Change is Hard... Or is it?

Updated: 7 hours ago


It’s cliché to say change is hard… but for many of us, it is. And the more people involved, the harder the change. The following 3 steps don’t make successful change easier, but they increase the likelihood of success – for the long term – ensuring that your change will ‘stick’ long enough to see a return on your investment.    

#1: Set clear expectations. Define what success looks like. For fans of Steven Covey’s 7 Habits, he describes this as ‘Begin with the End in Mind’. Is success earning a 95% customer ‘willingness to refer’ score? Or is it seeing a 20% reduction in warranty spend? Whatever it is, make sure it’s measurable. Next, document the changes you intend to make – with specificity. Be clear about both what you plan to do, why you plan to do it, and why you’re choosing a certain path to get there.     #2: Share these expectations with your team. Sure, start with your internal team. But don’t stop there. Homebuilders don’t build homes; trades do. Success often fails because key members of the ‘extended team’ aren’t involved in the process. Note the use of the word ‘share’ and not ‘tell’ or ‘communicate’ or ‘contract’. This should be embraced as an exchange of information, ideas, questions, and answers… to reach a shared understanding of what is expected from all parties involved. Remember, success requires engagement and execution from everyone, while failure only requires a lapse from one.  

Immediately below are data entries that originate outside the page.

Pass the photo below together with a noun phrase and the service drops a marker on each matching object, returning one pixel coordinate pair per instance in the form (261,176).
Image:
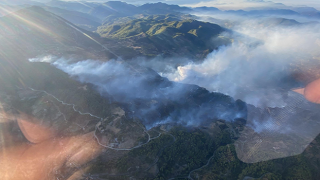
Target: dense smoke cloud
(146,95)
(258,65)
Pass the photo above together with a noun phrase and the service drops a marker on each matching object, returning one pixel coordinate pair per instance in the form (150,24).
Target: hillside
(34,31)
(167,35)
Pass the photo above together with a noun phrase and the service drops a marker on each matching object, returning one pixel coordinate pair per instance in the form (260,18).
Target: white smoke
(256,65)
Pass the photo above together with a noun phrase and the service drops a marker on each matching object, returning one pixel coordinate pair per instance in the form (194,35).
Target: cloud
(146,95)
(256,67)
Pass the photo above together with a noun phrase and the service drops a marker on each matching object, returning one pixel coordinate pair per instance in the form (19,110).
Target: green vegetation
(168,35)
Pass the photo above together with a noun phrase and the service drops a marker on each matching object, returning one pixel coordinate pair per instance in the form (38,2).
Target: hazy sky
(223,4)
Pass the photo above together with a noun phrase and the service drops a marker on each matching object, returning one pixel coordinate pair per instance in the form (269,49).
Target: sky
(223,4)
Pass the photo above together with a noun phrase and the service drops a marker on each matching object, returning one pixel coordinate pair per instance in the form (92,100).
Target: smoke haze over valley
(141,90)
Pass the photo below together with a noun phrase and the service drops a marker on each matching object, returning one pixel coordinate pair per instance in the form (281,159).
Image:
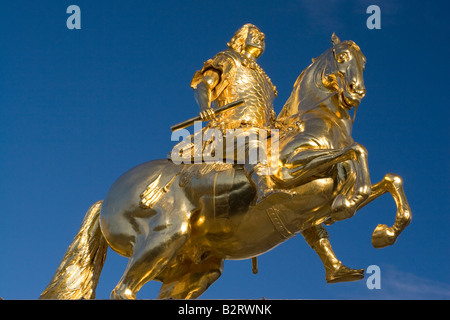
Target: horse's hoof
(344,274)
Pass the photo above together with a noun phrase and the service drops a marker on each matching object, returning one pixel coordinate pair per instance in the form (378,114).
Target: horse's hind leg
(151,255)
(189,280)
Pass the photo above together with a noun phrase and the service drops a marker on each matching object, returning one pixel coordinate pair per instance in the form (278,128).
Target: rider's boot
(317,237)
(264,186)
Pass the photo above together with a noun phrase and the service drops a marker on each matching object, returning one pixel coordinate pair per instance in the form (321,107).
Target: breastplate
(252,85)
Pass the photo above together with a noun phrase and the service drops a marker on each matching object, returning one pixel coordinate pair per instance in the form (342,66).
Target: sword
(217,111)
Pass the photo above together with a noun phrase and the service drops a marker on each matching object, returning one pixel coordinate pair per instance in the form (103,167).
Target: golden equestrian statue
(177,220)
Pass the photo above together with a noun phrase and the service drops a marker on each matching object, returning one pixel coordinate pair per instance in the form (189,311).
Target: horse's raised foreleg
(189,280)
(151,255)
(383,235)
(313,162)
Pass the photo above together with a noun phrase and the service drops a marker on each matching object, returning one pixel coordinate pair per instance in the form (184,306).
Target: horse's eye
(342,56)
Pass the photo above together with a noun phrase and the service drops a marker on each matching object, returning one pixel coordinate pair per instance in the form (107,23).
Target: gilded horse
(178,223)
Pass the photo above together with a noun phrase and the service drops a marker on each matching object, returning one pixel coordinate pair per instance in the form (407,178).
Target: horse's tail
(77,275)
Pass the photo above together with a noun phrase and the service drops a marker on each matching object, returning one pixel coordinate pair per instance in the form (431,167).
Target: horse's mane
(319,68)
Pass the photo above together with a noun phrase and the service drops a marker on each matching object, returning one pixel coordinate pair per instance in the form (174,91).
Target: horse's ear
(334,39)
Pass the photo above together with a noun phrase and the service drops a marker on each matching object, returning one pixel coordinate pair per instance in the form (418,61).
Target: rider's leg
(318,239)
(189,280)
(258,170)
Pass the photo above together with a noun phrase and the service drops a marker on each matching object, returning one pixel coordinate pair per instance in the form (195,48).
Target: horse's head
(345,72)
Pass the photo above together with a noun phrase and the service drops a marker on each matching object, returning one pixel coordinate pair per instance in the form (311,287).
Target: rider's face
(254,43)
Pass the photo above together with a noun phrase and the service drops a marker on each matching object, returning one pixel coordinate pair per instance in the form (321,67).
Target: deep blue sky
(80,107)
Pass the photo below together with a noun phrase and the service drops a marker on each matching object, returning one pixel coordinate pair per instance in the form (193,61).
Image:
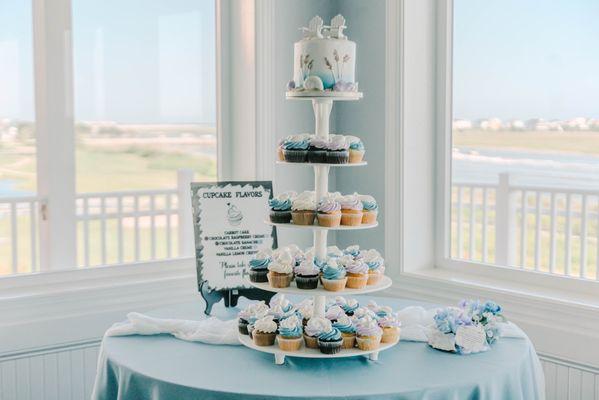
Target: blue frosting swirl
(357,146)
(259,264)
(370,205)
(344,328)
(333,273)
(280,205)
(296,144)
(330,336)
(296,331)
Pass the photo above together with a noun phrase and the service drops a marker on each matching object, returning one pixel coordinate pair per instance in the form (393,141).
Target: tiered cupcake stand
(322,105)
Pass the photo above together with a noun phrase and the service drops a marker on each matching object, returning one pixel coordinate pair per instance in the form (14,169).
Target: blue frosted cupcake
(295,149)
(259,266)
(280,208)
(330,342)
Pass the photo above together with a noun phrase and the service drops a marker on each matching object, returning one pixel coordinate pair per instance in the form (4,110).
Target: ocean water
(535,169)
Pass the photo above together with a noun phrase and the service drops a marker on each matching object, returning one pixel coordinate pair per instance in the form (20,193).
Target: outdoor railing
(546,229)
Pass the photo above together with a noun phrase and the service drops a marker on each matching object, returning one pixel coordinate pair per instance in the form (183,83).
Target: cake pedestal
(322,104)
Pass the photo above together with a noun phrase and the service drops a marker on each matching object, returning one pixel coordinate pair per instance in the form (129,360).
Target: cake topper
(314,29)
(337,27)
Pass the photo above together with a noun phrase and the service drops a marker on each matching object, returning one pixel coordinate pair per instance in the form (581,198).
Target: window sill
(75,306)
(560,323)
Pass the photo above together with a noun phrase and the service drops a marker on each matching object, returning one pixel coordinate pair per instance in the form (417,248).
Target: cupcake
(356,149)
(348,331)
(303,209)
(349,306)
(259,266)
(357,272)
(376,266)
(330,341)
(280,208)
(329,212)
(306,274)
(306,309)
(333,276)
(368,334)
(337,150)
(314,328)
(351,210)
(265,331)
(370,209)
(280,271)
(295,148)
(334,312)
(317,152)
(290,334)
(391,328)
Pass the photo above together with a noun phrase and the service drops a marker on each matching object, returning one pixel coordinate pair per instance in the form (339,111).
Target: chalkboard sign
(229,229)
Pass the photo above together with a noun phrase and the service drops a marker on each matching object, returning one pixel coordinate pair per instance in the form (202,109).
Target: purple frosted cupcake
(337,150)
(317,153)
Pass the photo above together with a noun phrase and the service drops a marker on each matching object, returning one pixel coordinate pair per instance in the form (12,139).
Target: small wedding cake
(325,59)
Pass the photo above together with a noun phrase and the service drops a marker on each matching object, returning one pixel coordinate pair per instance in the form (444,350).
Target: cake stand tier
(383,284)
(305,352)
(329,95)
(360,164)
(323,228)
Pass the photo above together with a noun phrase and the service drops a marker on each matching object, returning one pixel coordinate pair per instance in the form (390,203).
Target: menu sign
(229,229)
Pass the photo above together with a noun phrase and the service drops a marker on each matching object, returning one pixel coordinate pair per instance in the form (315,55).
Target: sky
(526,58)
(140,61)
(135,61)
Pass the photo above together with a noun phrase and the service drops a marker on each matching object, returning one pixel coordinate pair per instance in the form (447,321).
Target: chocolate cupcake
(280,208)
(330,342)
(317,152)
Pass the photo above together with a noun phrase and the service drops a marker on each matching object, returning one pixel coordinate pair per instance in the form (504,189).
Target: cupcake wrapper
(303,217)
(289,344)
(390,335)
(330,347)
(373,279)
(279,280)
(337,157)
(296,155)
(368,342)
(356,281)
(356,156)
(306,282)
(280,217)
(351,219)
(263,339)
(334,285)
(317,156)
(369,217)
(258,275)
(330,220)
(311,342)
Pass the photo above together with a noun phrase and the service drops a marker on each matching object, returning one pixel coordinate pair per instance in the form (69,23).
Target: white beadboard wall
(68,374)
(59,374)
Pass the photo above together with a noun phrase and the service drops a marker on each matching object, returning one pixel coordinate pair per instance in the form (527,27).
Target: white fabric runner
(414,324)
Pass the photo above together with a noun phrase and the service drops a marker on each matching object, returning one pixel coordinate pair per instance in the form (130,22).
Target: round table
(162,367)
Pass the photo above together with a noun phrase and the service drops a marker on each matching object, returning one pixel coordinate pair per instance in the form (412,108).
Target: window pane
(525,171)
(17,141)
(144,109)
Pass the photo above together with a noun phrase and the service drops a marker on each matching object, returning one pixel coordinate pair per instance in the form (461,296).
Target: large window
(525,135)
(143,95)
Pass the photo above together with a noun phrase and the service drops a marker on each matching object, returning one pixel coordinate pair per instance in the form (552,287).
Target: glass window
(18,241)
(525,165)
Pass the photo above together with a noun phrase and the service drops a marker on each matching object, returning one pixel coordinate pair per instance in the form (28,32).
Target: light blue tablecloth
(162,367)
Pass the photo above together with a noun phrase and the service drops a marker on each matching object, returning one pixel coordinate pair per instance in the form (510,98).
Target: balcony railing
(112,227)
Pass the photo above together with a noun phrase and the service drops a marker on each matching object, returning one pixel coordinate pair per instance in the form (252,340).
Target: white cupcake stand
(322,105)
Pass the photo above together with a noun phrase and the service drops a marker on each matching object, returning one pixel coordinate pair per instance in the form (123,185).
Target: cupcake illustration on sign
(234,215)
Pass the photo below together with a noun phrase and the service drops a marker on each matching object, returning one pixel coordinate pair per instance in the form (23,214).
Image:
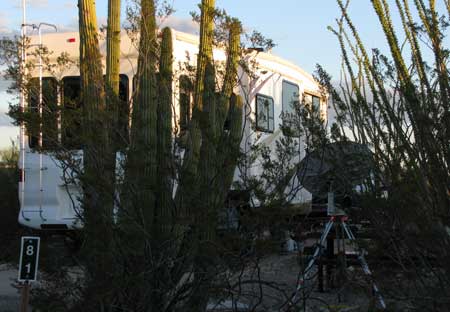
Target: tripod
(337,220)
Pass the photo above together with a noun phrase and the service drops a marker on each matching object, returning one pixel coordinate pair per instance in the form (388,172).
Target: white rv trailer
(48,201)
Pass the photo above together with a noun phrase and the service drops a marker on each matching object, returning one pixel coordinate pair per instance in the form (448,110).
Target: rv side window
(71,116)
(290,98)
(314,102)
(264,113)
(186,90)
(49,113)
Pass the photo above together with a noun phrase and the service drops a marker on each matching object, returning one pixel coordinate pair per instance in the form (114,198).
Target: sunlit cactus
(164,130)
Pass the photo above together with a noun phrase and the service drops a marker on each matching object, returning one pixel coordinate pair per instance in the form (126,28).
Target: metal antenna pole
(40,107)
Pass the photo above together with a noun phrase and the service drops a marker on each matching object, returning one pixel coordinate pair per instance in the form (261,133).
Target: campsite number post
(28,265)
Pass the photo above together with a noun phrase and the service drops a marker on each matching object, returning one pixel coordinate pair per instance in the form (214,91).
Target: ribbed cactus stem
(205,52)
(143,136)
(96,202)
(231,72)
(164,128)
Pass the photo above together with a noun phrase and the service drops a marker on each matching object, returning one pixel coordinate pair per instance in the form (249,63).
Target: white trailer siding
(48,201)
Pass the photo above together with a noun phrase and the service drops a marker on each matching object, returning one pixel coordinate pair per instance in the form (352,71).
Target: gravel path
(9,296)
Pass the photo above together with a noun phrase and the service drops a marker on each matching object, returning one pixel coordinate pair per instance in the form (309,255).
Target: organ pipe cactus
(164,130)
(97,195)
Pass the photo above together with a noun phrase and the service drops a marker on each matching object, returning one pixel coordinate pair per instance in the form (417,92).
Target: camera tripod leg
(317,253)
(364,265)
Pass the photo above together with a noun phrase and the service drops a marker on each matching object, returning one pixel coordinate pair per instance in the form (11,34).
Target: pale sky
(298,27)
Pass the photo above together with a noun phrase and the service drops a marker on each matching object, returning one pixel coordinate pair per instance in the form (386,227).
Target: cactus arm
(164,132)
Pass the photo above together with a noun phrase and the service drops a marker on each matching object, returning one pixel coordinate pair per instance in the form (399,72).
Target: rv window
(123,113)
(185,101)
(314,102)
(290,98)
(264,113)
(71,116)
(49,113)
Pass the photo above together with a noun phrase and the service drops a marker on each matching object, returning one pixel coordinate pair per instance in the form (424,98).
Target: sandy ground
(9,296)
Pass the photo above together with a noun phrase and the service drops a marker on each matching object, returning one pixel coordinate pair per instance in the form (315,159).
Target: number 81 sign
(29,258)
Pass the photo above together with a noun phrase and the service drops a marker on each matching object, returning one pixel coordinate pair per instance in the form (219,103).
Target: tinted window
(264,113)
(49,116)
(290,98)
(71,116)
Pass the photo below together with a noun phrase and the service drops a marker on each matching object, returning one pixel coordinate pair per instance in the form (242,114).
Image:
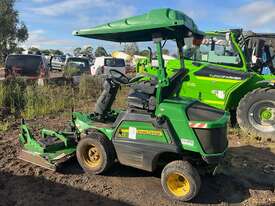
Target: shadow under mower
(49,150)
(158,127)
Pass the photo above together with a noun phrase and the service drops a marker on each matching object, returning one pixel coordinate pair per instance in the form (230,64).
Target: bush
(47,99)
(12,95)
(90,87)
(32,101)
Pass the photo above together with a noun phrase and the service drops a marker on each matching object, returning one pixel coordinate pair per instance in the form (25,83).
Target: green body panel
(141,28)
(145,131)
(156,25)
(175,111)
(84,122)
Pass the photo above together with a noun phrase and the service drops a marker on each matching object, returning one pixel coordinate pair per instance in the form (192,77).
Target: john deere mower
(159,128)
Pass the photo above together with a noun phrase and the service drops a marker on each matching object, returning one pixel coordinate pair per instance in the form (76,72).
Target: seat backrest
(174,84)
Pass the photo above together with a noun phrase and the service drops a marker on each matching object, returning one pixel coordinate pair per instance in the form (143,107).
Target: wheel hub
(178,184)
(262,115)
(92,156)
(266,114)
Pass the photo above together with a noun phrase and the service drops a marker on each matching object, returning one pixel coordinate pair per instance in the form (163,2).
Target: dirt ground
(247,177)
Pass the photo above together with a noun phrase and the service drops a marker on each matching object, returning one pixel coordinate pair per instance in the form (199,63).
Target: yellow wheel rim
(178,185)
(91,156)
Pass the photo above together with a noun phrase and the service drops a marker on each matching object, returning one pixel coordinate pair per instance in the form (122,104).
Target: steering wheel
(119,77)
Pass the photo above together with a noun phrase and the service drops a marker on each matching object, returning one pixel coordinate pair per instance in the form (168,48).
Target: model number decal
(126,132)
(132,133)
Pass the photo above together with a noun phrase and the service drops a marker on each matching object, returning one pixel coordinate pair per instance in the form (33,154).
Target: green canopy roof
(167,23)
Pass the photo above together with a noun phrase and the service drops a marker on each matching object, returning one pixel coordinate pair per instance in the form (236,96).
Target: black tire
(95,153)
(183,172)
(250,110)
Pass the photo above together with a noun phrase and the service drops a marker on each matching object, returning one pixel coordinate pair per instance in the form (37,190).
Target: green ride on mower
(159,128)
(49,150)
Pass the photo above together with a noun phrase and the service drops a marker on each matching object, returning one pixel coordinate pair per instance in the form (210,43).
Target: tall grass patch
(46,100)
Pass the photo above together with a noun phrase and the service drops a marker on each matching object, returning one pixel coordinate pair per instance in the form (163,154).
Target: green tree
(46,52)
(19,50)
(77,51)
(100,51)
(12,30)
(144,53)
(131,48)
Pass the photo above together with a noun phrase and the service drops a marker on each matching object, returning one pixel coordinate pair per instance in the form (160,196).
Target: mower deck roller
(36,159)
(49,150)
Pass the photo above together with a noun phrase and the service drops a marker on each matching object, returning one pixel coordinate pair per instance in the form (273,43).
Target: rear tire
(256,113)
(95,153)
(180,181)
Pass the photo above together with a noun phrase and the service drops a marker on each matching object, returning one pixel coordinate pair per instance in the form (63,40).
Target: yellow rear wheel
(180,180)
(91,155)
(95,154)
(178,185)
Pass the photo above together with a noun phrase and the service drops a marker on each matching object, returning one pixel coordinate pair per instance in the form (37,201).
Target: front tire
(256,113)
(95,153)
(180,181)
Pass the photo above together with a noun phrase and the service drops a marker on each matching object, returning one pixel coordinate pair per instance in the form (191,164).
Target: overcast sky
(51,22)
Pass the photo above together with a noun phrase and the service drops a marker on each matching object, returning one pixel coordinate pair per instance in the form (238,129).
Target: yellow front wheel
(180,180)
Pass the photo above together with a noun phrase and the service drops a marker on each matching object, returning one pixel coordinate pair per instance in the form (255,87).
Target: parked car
(75,67)
(34,67)
(102,65)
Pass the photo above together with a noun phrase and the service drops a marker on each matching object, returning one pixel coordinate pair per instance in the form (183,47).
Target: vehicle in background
(103,65)
(57,62)
(76,66)
(33,67)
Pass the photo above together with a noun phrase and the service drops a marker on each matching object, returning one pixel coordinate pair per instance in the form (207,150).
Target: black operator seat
(142,94)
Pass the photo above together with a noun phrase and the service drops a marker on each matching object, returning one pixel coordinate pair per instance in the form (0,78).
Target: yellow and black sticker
(125,132)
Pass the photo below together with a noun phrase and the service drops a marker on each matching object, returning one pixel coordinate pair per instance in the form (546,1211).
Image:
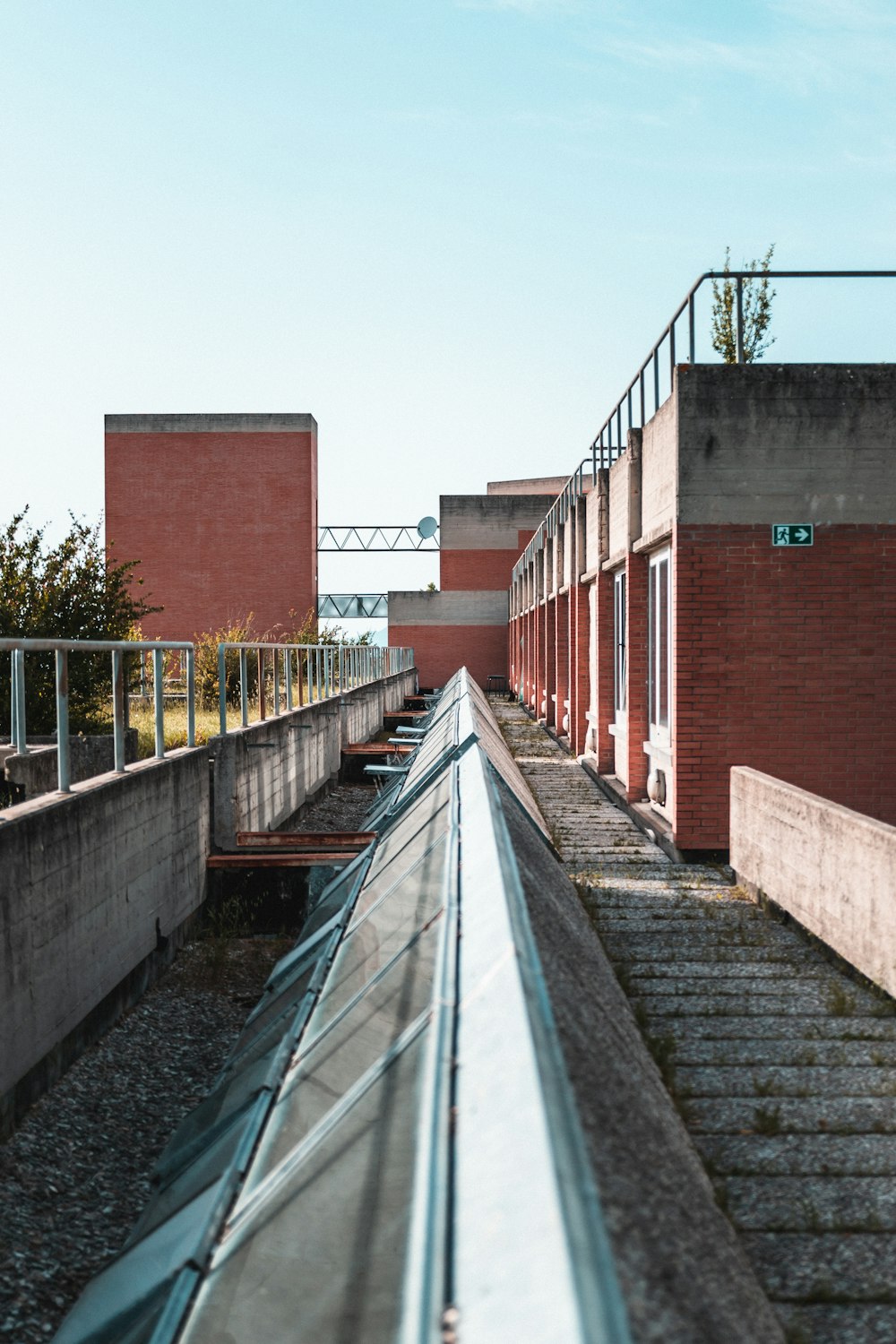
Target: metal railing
(309,672)
(632,409)
(120,650)
(375,538)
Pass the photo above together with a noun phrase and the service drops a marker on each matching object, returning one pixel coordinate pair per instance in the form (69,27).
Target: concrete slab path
(782,1066)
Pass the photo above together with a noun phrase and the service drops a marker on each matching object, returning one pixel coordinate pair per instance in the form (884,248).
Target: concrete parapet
(89,755)
(99,886)
(829,867)
(265,773)
(96,886)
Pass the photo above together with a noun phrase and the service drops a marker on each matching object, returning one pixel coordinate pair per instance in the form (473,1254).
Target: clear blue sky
(449,228)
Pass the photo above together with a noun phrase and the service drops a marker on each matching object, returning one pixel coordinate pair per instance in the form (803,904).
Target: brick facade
(222,513)
(437,650)
(782,661)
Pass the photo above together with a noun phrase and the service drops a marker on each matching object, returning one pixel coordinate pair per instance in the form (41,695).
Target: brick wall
(441,650)
(783,661)
(223,521)
(477,570)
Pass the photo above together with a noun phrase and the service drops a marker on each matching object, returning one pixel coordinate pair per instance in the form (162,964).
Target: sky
(450,230)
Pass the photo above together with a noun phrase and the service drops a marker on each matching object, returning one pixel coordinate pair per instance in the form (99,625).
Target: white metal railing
(311,672)
(118,650)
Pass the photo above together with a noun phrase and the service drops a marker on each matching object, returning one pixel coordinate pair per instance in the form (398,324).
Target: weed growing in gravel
(766,1120)
(841,1003)
(664,1051)
(810,1215)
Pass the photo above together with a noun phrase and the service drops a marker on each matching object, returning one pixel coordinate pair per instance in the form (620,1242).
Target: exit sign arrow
(793,534)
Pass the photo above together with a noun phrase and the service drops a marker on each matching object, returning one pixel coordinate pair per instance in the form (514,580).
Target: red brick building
(222,513)
(659,626)
(466,621)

#3: Sustain results by monitoring. It’s a fact. People behave differently when they know they’re being watched. If you fail to monitor the result of change, those results may be fleeting.  It’s hard to fire a shotgun and hit a clay pigeon. It’s exponentially harder to successfully hit 25 consecutive clay pigeons. It’s very rare that our definition of success is limited to achieving results once – one survey, one house, one quarter. No. We are striving for results we can sustain… community-wide, division-wide, and company-wide. Lastly, people like to feel like they are winning. Define your metrics for success, monitor processes, and share these results – good or bad – with all those who are effecting and affected by the results.  

Set > Share > Sustain to implement change and Succeed.